The Freudian psychoanalysisAs a psychopathological model of abnormal behavior, it has a series of main characteristics:
- The disorders are usually the result of early traumatic experiences
- These traumas operate at unconscious level
- The symptoms would be nothing more than "superficial or visible" manifestations of such traumas.
- Therefore, to achieve healing diving into the unconscious is required to reach the primary causes of the disorder.
The model assumes that, once the cause is conscious, through a long and extremely complex analysis process, the symptoms will be reduced or disappear. The therapist's mission is to achieve this insight in the patient
Personality in Freudian psychoanalysis
Personality in Freudian psychoanalysis is composed of 3 main elements: the it, the I and the surpassed, being all behaviors the result of their interactions.
- The it would be the oldest instance of personality, which represents the instincts and which operates under the pleasure principle (seeking the immediate gratification of these instincts)
- On the other hand, the I it is the structure that mediates between the id and the superego, and represents the rational part of the personality (operates under the principle of reality)
- By last, the superego would be the voice of conscience, responsible for moral judgments and personal ethics
The intrapsychic conflict in Freudian psychoanalysis
When he I cannot control the conflict between the it and the surpassed, anxiety arises. Therefore the I it has to defend itself, starting up defense mechanisms, to reduce anxiety, this activation being unconscious.
These mechanisms can be adaptive or maladaptive. Freud says that what happens with phobias and obsessions is that when the internal conflict is very large, the anxiety that is generated is very high. The defense that the self will use will be to reduce anxiety.
The most important defense mechanisms
- Negation: It is the rejection, by the person of recognizing or accepting reality. Eg refusing to believe that one has an illness.
- Displacement: It is to transfer to another person the feeling that generates discomfort. Eg aggression against the opposing football team.
- Projection: Attributing falsely to other feelings that are unacceptable in us. Eg when a person says that someone is attracted to her, when it is she who is attracted to that person.

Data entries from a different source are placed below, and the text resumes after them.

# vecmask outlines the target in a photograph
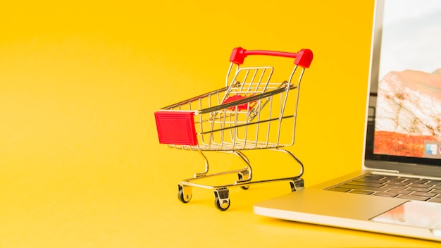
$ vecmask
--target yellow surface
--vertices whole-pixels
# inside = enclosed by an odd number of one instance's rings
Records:
[[[232,188],[225,212],[204,189],[194,189],[183,204],[177,182],[202,170],[203,161],[158,144],[153,113],[222,87],[233,47],[309,48],[314,61],[289,149],[305,164],[306,186],[356,170],[373,6],[352,0],[3,3],[0,247],[438,244],[252,213],[254,203],[287,193],[287,182]],[[249,157],[256,177],[287,170],[287,162],[265,152]],[[213,158],[216,170],[235,163],[225,154]]]

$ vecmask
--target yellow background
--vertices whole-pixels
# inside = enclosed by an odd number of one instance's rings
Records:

- Rationalization: Hide the true motivations of something by applying logic, explaining it. Ex. Telling yourself "as everyone does, I don't have to feel guilty."
- Reactive training: A behavior that is not accepted is replaced by its opposite. Ex. Treat someone who dislikes us in a very friendly way.
- Repression: Block something that someone wants to do but it disturbs him so he blocks it. Eg forgetting traumatic events.
- Sublimation: Order maladaptive feelings and turn them into adaptive social behavior. Eg Sexual impulses displaced in activities such as painting or childcare.
As soon as they become aware they cease to be defense mechanisms.
The role of instincts in Freudian psychoanalysis
Freud also emphasized the role of instincts as a source of human motivation. For example, libido (of sexual origin), and aggressive instincts required strong social and cultural restrictions to prevent chaos.
He also talked about the drives, as a source of behavior: the Eros, or the drive of life and love, and the Thanatos, or the death drive (the individual's desire to return to an inorganic state).
The confrontation between the powers of both instincts can determine human behavior to a large extent.
Personality development in Freudian psychoanalysis
Personality development occurs through the achievement of a series of stages or phases of psychosexual development.
If the individual successfully completes each phase at the time he should, it will result in a mature personality. On the contrary, stagnating in one of these phases can generate neuroses and other important mismatches.
- Oral phase It lasts from birth until the first year of life. The individual interacts with the world through the mouth, making it the main erogenous zone.
- Anal phase It is the second phase of libido evolution. It goes from the first to the third year. In this phase, the subject obtains pleasure through the sensations of tension-distention of the anus (for example, during defecation).
- Phallic phase It is the third stage of psychosexual development, which comprises from 3 to 6 years old. The child's genitals are his main erogenous zone and satisfaction. In this phase he will give the Oedipus complex, in which the child will repress his carnal desires with the opposite sex parent and identify with the same sex parent. After the resolution of the Oedipus, the superego will be formed.
- Latency period. It extends from 6 years until puberty. The child will keep his sexual impulses at bay and prefer to focus on external activities, such as study, hobbies, etc.
- Genital phase The last phase of psychosexual development, which includes from puberty to adulthood, in which the subject is prepared to give and obtain pleasure and love to others. The main erogenous zones are found in the genitals.
- Freud, S. (2017).The malaise in the culture (Vol. 328). Akal editions.
- Freud, S. (2013).The interpretation of dreams (Vol. 267). Akal editions.
- Freud, S. (2015).Psychopathology of everyday life. FV Éditions.
- Freud, S. (2015).Three tests for a sexual theory. FV Éditions.